The current market landscape presents several strategic considerations:
- Supply Chain Diversification: Customers are seeking multiple suppliers to mitigate single-source risks
- Technology Transition Window: The period between EOL announcement and actual discontinuation creates opportunities for alternative suppliers
- Performance Parity: As domestic manufacturers close the performance gap with established players, their market acceptance increases
- Cost Competitiveness: Legacy products, while technically inferior, often offer compelling price points for certain applications
Technical Specifications Comparison: LPDDR4 vs. LPDDR5
| Feature | LPDDR4 | LPDDR5 | Improvement Factor |
|---|---|---|---|
| Data Rate | 3200 Mbps | 5500+ Mbps | ~72% increase |
| Voltage | 1.1V | 1.05V | ~5% power reduction |
| Bandwidth | 25.6 GB/s | 51.2 GB/s | 2x improvement |
| Power Efficiency | - | Up to 20% better | Significant energy savings |
| Use Cases | Legacy smartphones, tablets | Flagship smartphones, AIoT | Next-generation mobile computing |
Strategic Implications for the Semiconductor Industry
Samsung's decision to discontinue LPDDR4 production reflects broader industry trends:
- AI-Driven Memory Architecture: The rise of AI applications has created unprecedented demand for high-bandwidth memory solutions
- Profit Pool Concentration: Memory manufacturers are focusing on the most profitable segments of the market
- Technology Acceleration: The transition from one memory generation to the next is happening faster than ever before
- Geopolitical Factors: Supply chain diversification is influencing production location decisions
- Sustainability Considerations: Newer memory technologies often offer better power efficiency, aligning with environmental goals
Market Response and Future Outlook
The memory industry is expected to undergo significant transformation in the coming years:
- Price Volatility: Legacy memory components may experience extreme price fluctuations as supply diminishes
- Design Inertia: Some product segments will continue using legacy memory due to cost constraints
- Innovation Acceleration: The vacuum created by discontinued products will drive innovation in alternative solutions
- Market Consolidation: Smaller players may acquire discontinued product lines to serve niche markets
- Regional Shifts: Production capacity will increasingly move to regions with competitive advantages
Conclusion
Samsung's discontinuation of LPDDR4 production marks a significant inflection point in the memory industry.

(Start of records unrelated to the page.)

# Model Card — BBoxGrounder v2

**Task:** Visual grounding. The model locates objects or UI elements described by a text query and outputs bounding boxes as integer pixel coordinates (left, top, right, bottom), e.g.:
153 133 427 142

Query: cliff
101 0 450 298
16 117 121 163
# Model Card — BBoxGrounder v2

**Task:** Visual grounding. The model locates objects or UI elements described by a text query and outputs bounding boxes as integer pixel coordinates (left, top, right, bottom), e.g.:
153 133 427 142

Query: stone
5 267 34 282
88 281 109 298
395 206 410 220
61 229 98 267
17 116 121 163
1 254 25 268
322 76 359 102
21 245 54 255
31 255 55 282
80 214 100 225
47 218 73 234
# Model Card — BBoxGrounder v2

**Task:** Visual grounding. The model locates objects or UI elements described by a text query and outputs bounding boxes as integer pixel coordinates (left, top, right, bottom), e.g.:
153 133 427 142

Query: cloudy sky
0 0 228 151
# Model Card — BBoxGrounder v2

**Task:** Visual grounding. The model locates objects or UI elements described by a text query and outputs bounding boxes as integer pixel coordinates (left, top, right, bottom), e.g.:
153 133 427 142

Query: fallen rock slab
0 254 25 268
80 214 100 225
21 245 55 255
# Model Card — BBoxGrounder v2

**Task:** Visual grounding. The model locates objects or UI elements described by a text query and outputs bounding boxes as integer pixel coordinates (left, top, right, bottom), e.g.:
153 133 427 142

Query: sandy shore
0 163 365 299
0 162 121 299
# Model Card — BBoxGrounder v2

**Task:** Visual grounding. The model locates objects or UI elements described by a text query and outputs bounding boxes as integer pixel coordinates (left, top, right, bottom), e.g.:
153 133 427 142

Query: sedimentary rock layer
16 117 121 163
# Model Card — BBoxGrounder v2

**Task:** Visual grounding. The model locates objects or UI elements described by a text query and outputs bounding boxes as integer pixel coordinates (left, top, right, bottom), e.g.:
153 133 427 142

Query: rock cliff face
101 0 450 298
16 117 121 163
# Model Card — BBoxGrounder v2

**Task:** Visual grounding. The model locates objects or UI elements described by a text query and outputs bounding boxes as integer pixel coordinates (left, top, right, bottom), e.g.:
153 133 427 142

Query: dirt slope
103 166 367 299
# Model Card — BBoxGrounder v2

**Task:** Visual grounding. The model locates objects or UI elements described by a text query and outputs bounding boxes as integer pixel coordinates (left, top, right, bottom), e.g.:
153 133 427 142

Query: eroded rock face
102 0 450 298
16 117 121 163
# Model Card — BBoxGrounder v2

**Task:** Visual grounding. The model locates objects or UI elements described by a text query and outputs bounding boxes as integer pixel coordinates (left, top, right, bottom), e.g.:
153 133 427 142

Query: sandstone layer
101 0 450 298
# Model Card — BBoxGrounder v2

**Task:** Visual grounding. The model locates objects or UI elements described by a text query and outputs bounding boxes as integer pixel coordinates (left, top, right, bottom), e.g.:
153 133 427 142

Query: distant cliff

By focusing on high-margin DDR5 and HBM products, the company is strategically positioning itself to capitalize on the AI-driven demand surge. While this transition will create short-term challenges for legacy system manufacturers, it also presents opportunities for alternative suppliers to fill the market gap. The broader industry trend toward discontinuing legacy memory products reflects the rapid pace of technological advancement and the increasing importance of memory performance in next-generation computing applications.